Am 1. Juli 1971 tritt die Hauptsatzung der Stadt Murrhardt im Stadtbezirk Kirchenkirnberg in Kraft. Die Steuersätze der Stadt Murrhardt gelten ab 1. Januar 1972. Dasselbe gilt für die Gebühren, Beiträge und sonstigen öffentlichen Abgaben, soweit nicht Übergangs- oder Ausnahmeregelungen vereinbart sind. Die übrigen ortsrechtlichen Bestimmungen der Stadt Murrhardt treten jeweils am Tag nach der öffentlichen Bekanntmachung im Stadtbezirk Kirchenkirnberg in Kraft. Die Stadt Murrhardt berücksichtigt besondere Wünsche und gibt besondere Zusicherungen: Sie ist auf Dauer verpflichtet, alle im Stadtbezirk Kirchenkirnberg bestehenden und neu anfallenden Aufgaben zu erfüllen.

Sie wird den Bebauungsplan für das Gebiet Strut aufstellen, umsetzen und das Gebiet erschließen. Voraussetzung für eine weitere bauliche Entwicklung ist die Abwasserbeseitigung mit einer Kläranlage und der erforderlichen Flächenkanalisation. Die Baumaßnahmen sollen innerhalb von sechs Jahren abgeschlossen sein. Die Wasserversorgung im Stadtbezirk und den Teilorten wird sichergestellt und die in Planung befindliche Verbesserung im Teilort Mettelbach zügig vollendet.
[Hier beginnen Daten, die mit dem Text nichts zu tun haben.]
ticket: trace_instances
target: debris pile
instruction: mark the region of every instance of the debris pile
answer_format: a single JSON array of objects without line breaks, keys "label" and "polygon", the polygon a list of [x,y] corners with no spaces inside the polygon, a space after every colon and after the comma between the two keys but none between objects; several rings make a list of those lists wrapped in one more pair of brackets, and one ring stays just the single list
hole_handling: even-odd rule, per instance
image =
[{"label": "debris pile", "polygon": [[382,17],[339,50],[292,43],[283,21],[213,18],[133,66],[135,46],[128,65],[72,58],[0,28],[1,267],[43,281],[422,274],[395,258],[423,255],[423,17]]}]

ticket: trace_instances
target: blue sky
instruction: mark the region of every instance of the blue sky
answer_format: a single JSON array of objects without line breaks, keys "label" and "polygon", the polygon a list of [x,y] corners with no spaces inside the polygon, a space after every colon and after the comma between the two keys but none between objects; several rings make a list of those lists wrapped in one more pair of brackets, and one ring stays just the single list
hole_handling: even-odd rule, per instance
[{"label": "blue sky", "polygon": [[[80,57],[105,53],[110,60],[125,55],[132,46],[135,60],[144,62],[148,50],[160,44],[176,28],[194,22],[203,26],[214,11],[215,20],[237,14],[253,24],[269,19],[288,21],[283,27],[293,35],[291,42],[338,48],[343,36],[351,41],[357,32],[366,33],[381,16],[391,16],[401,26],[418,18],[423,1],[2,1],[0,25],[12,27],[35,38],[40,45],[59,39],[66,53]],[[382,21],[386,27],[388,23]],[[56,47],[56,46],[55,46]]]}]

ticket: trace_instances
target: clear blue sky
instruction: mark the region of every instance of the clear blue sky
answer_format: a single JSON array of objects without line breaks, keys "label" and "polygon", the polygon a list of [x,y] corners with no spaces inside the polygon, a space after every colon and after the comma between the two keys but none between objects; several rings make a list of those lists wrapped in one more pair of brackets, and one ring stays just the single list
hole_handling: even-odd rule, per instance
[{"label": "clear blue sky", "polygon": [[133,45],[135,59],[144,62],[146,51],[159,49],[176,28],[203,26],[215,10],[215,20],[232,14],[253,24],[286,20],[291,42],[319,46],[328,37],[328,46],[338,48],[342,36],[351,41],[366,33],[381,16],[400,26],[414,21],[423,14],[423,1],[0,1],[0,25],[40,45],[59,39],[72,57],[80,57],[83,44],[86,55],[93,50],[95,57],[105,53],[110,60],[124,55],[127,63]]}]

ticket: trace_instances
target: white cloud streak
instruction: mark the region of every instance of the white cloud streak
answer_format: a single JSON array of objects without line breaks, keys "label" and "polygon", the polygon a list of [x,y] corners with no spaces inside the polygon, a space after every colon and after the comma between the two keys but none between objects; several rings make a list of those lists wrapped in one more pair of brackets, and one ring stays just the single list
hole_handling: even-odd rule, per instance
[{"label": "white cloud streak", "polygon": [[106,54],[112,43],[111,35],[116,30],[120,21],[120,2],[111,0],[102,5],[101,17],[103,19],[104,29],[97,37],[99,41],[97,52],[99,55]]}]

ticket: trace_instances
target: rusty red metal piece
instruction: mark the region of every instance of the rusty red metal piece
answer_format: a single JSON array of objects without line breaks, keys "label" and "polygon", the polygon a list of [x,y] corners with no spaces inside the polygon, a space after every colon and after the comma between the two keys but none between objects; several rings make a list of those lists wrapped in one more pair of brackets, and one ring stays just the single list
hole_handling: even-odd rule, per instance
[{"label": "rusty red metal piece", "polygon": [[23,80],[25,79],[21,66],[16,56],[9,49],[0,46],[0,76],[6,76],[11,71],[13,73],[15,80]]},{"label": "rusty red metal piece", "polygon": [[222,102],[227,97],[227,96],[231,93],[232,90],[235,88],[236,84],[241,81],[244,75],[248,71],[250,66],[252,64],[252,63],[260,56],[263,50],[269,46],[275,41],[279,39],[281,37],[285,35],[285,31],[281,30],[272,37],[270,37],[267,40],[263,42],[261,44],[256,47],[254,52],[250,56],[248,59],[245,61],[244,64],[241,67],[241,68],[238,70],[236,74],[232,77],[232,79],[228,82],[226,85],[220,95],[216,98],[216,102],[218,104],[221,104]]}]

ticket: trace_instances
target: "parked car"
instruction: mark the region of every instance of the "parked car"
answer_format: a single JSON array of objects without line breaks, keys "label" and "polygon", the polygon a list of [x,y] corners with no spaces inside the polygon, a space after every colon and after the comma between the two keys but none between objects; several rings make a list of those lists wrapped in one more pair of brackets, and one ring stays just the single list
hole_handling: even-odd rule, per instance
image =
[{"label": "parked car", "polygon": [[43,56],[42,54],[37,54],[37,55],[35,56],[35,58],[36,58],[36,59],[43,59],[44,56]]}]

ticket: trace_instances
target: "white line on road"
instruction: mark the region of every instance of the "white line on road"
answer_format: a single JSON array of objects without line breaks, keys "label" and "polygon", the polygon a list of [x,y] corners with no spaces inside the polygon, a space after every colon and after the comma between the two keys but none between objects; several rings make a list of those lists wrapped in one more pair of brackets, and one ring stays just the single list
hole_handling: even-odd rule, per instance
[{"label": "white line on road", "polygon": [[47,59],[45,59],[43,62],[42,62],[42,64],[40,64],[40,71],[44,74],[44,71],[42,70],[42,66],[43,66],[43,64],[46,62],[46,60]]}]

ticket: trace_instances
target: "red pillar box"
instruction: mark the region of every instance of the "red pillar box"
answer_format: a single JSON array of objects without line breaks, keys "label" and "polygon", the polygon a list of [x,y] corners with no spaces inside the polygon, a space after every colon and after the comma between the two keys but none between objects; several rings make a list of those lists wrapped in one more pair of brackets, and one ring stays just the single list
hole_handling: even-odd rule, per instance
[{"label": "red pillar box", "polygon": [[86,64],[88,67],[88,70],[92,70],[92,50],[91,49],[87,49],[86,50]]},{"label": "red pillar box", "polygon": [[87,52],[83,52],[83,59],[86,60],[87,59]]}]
Für eine Übergangszeit bis zum 31. Dezember 1974 bleiben Trinkwasser- und Abwassergebühren in der bisherigen Höhe bestehen, danach gelten die Gebührensätze der Stadt Murrhardt.

Der Sportplatz wird der Sportvereinigung Kirchenkirnberg auf Dauer zur Verfügung gestellt und der begonnene Ausbau des Vereinsheims mit Umkleidegebäude auf der Grundlage der bisherigen Finanzierung fertiggestellt.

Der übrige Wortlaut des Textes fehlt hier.